As I walked solemnly towards my suite, the familiar clipping of heels bounced loudly against the walls. My mother’s hushed voice could be heard long before she reached me.
“Eleri! Did you just have dinner with Lord Dubois? One of my maids suggested that the servants had been asked to attend a private meeting on the Winter Terrace.” Her voice was excited as if she had just heard a handmaid had been found kissing a stable boy.
“Yes mother.” I sniffed as a tear fell down my cheek.
“Whatever is the matter?” She pulled me around to face her, frowning with concern.
“He proposed. I couldn’t say yes, I don’t love him.” I began to sob into her arms before she stepped back sharply.
“You rejected him?” She shouted. “You could have made the Dubois very happy and released us from this awful circus! Why must you be so selfish?”
I lifted my head to meet her enraged eyes. My body pulsed with anger and disappointment. All of the secrets and lies built up but the words would not form in my throat.
“You had better go and tell Francis that you wish to marry him right now. I will not allow this to continue a moment longer, we are all at risk with that Stormwhite boy at Court and I will die before he becomes your husband! Your father never should have allowed him to step foot in this place!” Her voice became a shriek as she grabbed my arm. Would she drag me to Francis’ chambers in the middle of the night? Would she have us marry in our nightgowns?
“What risk? You invited him to Court! How is Griffin such a threat? Is it because his mother and father are actually d’Elysian magicians that you denounced?” My mother’s eyes flashed in shock as I paused for breath. “What did Griffin ever do to deserve this? Even if his parents were dark, he did not ask for any of this! His powers are the only thing I feel connected to in this so-called circus!” My voice reached a newfound pitch as I unleashed all the anger and betrayal I had kept hidden. The torches in the corridors blew out and air gushed at my feet.
“Eleri you must calm down.
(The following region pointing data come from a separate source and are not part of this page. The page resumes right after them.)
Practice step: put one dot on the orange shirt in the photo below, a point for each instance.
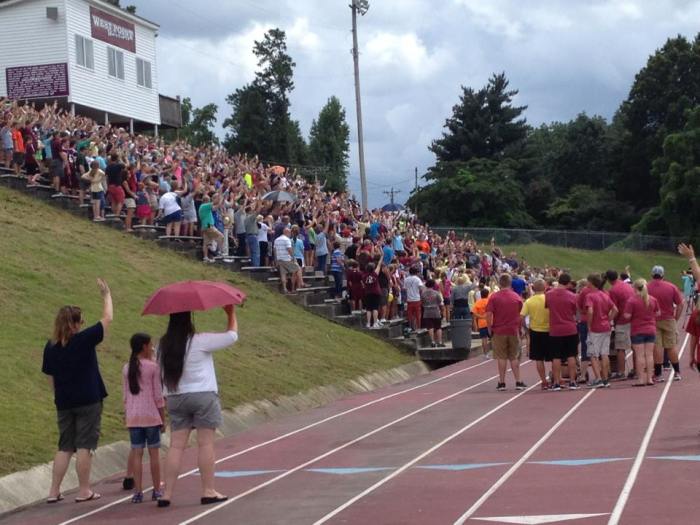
(480, 309)
(423, 246)
(18, 141)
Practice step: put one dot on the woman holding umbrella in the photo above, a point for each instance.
(187, 367)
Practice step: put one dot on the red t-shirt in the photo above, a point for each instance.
(668, 296)
(692, 326)
(505, 305)
(601, 304)
(620, 293)
(370, 280)
(561, 304)
(581, 304)
(643, 317)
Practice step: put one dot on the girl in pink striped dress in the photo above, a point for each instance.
(144, 410)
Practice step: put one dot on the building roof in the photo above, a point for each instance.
(104, 5)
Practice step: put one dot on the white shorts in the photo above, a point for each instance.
(623, 339)
(598, 344)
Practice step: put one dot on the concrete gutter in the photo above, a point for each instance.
(21, 489)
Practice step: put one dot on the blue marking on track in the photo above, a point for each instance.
(467, 466)
(243, 473)
(579, 462)
(343, 471)
(677, 458)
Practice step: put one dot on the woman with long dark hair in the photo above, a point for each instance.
(187, 369)
(70, 361)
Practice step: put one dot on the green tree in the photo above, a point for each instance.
(678, 169)
(260, 121)
(588, 208)
(200, 125)
(484, 124)
(480, 192)
(248, 124)
(329, 144)
(662, 92)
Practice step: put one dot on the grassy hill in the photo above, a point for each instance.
(582, 262)
(49, 258)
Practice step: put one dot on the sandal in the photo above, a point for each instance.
(92, 496)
Stop asking such dangerous questions, can’t you leave well enough alone? You know nothing of his heritage. And if you are truly connecting to his power then this is not something we would ever entertain. I thought we did enough to protect you the first time.” She muttered to herself as the torches reignited.
“The first time?” My voice shook in confusion.
“Go to bed at once. I expect to hear of your betrothal to Francis in the morning. This is not negotiable.”